4

In reading through the source to fff to learn more about Bash programming, I saw a timeout option passed to read as an array here:

read "${read_flags[@]}" -srn 1 && key "$REPLY"

The value of read_flags is set like this:

read_flags=(-t 0.05)

(The resulting read invocation intended is therefore read -t 0.05 -srn 1).

I can't quite figure out why a string could not have been used, i.e.:

read_flags="-t 0.05"
read "$read_flags" -srn 1 && key "$REPLY"

This string based approach results in an "invalid timeout specification".

Investigating, I came up with a test script parmtest:

show() {
  for i in "$@"; do printf '[%s]' "$i"; done
  printf '\n'
}

opt_string="-t 1" opt_array=(-t 1)

echo 'Using string-based option...' show string "$opt_string" x y z read "$opt_string" echo echo 'Using array-based option...' show array "${opt_array[@]}" x y z read "${opt_array[@]}"

Running this, with bash parmtest ($BASH_VERSION is 5.1.4(1)-release), gives:

Using string-based option...
[string][-t 1][x][y][z]
parmtest: line 11: read:  1: invalid timeout specification

Using array-based option... [array][-t][1][x][y][z] (1 second delay...)

I can see from the debug output that the value of 1 in the array based approach is separate and without whitespace. I can also see from the error message that there's an extra space before the 1: read: 1: invalid timeout specification. My suspicions are in that area.
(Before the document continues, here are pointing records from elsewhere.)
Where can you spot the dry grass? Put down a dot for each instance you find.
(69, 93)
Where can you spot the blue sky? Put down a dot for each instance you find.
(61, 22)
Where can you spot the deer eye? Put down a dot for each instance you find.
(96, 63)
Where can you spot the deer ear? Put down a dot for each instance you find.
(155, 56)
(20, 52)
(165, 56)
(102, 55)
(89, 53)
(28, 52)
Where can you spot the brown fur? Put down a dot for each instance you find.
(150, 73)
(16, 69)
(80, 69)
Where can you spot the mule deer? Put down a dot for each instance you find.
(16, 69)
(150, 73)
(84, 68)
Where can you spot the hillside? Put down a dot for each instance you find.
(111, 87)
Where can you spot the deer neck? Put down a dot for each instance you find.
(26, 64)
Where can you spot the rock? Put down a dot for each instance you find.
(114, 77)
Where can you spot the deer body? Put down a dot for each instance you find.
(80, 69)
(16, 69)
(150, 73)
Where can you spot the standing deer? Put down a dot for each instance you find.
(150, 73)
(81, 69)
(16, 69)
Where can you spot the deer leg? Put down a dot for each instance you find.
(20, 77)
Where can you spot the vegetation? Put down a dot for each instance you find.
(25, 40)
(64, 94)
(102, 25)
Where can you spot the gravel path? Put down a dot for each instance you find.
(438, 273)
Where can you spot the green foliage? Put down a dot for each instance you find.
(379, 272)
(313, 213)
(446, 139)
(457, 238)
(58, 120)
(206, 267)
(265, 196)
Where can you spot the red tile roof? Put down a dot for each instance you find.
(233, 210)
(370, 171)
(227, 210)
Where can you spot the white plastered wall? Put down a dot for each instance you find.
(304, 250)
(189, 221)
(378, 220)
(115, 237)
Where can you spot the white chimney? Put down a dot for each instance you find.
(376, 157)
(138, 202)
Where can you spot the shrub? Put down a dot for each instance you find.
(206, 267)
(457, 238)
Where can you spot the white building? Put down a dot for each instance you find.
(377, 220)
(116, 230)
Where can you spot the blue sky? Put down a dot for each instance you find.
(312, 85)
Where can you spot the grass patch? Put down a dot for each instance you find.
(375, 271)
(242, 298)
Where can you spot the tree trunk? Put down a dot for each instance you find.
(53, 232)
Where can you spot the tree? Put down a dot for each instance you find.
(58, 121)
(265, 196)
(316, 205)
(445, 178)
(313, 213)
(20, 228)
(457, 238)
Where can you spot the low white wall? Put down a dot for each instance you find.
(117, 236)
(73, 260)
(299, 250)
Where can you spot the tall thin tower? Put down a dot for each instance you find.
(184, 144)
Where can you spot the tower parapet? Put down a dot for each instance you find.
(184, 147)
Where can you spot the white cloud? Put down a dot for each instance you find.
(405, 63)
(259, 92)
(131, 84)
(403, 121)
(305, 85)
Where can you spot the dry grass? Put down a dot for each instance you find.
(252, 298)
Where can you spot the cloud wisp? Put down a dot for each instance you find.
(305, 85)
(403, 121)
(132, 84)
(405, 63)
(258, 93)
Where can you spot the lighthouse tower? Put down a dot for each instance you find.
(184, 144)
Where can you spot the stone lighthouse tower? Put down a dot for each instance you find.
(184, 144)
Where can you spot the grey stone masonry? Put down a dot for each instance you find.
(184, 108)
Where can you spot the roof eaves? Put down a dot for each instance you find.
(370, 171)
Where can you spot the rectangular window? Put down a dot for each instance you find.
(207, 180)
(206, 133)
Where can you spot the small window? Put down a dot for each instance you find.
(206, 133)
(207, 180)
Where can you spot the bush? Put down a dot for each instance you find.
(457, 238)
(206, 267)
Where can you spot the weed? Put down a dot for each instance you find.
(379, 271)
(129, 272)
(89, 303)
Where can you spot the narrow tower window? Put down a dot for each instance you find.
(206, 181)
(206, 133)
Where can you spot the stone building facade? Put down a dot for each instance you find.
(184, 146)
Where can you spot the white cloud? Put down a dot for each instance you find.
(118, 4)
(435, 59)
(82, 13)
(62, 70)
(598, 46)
The strange thing is that if I use this approach with another command, e.g. date, the problem doesn't exist:

show() {
  for i in "$@"; do printf '[%s]' "$i"; done
  printf '\n'
}

opt_string="-d 1" opt_array=(-d 1)

echo 'Using string-based option...' show string "$opt_string" x y z date "$opt_string" echo echo 'Using array-based option...' show array "${opt_array[@]}" x y z date "${opt_array[@]}"
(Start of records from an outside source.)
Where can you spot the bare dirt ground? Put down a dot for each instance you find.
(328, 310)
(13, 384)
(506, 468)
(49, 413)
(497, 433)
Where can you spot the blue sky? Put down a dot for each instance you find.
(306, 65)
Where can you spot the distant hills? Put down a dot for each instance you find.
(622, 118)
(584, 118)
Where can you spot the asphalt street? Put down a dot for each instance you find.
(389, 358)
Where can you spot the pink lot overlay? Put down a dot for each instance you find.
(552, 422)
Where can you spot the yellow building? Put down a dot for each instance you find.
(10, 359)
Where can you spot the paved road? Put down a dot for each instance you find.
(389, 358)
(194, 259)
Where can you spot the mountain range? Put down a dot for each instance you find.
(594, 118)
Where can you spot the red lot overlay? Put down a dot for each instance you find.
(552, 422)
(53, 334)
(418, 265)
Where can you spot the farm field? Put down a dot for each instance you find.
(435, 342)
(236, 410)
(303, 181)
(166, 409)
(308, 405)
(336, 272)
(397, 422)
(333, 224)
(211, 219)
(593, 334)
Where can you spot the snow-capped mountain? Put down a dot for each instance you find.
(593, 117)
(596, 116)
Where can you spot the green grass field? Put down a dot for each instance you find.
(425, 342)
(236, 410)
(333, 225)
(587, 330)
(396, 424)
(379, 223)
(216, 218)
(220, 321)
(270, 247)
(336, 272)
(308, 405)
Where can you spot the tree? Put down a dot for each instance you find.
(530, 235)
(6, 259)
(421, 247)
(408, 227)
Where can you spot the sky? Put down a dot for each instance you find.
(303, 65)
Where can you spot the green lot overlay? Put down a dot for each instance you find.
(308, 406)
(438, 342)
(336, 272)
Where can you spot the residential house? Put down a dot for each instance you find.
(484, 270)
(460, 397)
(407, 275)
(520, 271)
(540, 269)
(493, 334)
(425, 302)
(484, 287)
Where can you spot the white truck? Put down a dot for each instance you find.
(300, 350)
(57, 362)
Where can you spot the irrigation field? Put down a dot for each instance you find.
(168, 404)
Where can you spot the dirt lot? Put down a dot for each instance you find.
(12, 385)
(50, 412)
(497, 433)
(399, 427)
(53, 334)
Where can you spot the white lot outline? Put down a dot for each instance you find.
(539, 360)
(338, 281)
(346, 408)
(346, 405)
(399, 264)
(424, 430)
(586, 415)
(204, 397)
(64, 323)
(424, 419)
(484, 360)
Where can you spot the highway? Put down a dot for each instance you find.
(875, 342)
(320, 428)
(The only differences are the opt_string and opt_array now specify -d not -t and I'm calling date not read in each case).
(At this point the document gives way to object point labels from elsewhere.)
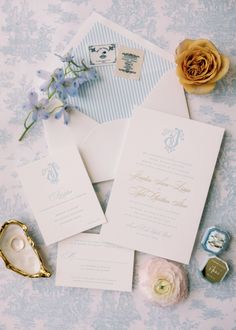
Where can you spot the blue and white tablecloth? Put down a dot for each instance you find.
(29, 32)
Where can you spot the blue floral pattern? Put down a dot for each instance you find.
(30, 31)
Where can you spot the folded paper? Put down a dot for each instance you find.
(61, 195)
(85, 261)
(161, 184)
(109, 102)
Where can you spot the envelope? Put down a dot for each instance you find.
(100, 127)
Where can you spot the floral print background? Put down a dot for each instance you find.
(29, 32)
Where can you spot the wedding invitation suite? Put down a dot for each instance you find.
(162, 183)
(61, 195)
(85, 261)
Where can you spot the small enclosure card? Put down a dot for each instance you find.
(161, 185)
(61, 195)
(85, 261)
(129, 63)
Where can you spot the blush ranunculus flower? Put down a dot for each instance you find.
(163, 281)
(200, 65)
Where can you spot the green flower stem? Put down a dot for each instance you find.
(27, 117)
(75, 64)
(26, 130)
(50, 86)
(60, 106)
(85, 66)
(51, 95)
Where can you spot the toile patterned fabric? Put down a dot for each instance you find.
(29, 32)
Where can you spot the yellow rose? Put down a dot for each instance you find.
(200, 65)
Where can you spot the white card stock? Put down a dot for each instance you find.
(161, 185)
(85, 261)
(61, 195)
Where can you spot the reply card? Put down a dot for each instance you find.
(85, 261)
(162, 183)
(61, 195)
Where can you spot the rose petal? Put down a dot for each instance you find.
(224, 68)
(203, 43)
(183, 46)
(199, 89)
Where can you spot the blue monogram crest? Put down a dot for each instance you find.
(52, 172)
(172, 138)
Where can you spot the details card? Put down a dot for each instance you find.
(61, 195)
(161, 185)
(129, 63)
(85, 261)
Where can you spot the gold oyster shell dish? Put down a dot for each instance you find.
(18, 251)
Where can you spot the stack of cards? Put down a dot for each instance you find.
(162, 165)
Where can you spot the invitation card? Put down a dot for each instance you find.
(61, 195)
(161, 185)
(85, 261)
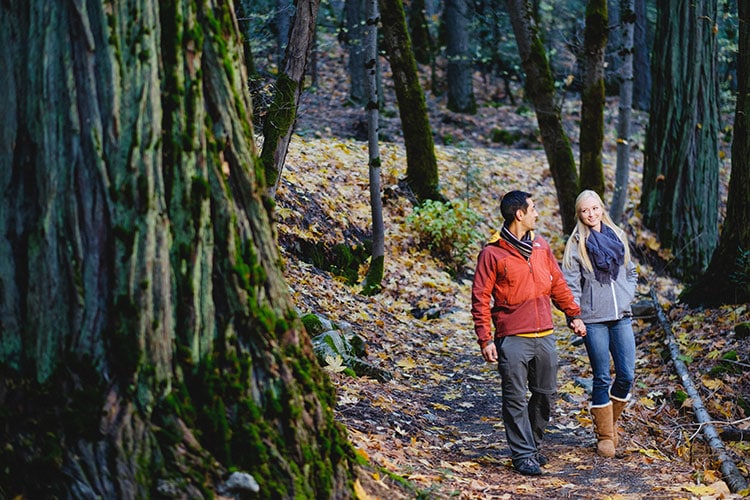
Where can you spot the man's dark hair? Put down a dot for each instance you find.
(512, 202)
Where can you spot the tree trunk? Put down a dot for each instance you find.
(460, 65)
(592, 96)
(421, 163)
(355, 43)
(625, 51)
(422, 42)
(540, 88)
(282, 115)
(641, 58)
(148, 342)
(727, 261)
(283, 14)
(680, 198)
(374, 276)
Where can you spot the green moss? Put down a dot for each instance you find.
(312, 324)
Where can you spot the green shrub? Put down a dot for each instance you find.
(447, 230)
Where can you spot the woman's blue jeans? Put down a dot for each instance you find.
(615, 338)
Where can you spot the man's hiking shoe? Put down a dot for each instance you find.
(528, 467)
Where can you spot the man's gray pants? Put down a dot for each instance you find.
(525, 364)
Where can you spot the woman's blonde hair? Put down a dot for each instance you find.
(582, 231)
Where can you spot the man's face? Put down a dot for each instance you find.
(528, 219)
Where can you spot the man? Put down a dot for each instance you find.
(516, 276)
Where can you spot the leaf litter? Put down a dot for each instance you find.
(437, 424)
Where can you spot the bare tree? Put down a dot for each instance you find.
(540, 88)
(374, 276)
(592, 96)
(282, 115)
(622, 172)
(148, 342)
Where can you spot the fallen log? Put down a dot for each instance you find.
(732, 476)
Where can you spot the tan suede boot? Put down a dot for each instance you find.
(603, 428)
(617, 406)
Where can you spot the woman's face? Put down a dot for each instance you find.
(590, 213)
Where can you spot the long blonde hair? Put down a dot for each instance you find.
(581, 233)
When run with bash parmtest this produces:

Using string-based option...
[string][-d 1][x][y][z]
Wed Sep  1 01:00:00 UTC 2021

Using array-based option... [array][-d][1][x][y][z] Wed Sep 1 01:00:00 UTC 2021

No error.

I've searched, but in vain, to find an answer to this. Moreover, the author wrote this bit directly in one go and used an array immediately, which makes me wonder.

Thank you in advance.

Update 03 Sep : Here's the blog post where I've written up what I've learned so far from reading through fff, and I've referenced this question and the great answers in it too: Exploring fff part 1 - main.

qmacro
  • 143
  • 1
    btw for i in "$@" do printf '[%s]' "$i" is printf '[%s]' "$@". the builtin printf prints until there's no more arguments. – jthill Sep 01 '21 at 16:32
  • Brill, thanks @jthill. I'd originally had it with echo, but that's a weak excuse I guess :) – qmacro Sep 01 '21 at 19:31

2 Answers2

10

The reason is a difference in how the read builtin function and the date command interpret their command-line arguments.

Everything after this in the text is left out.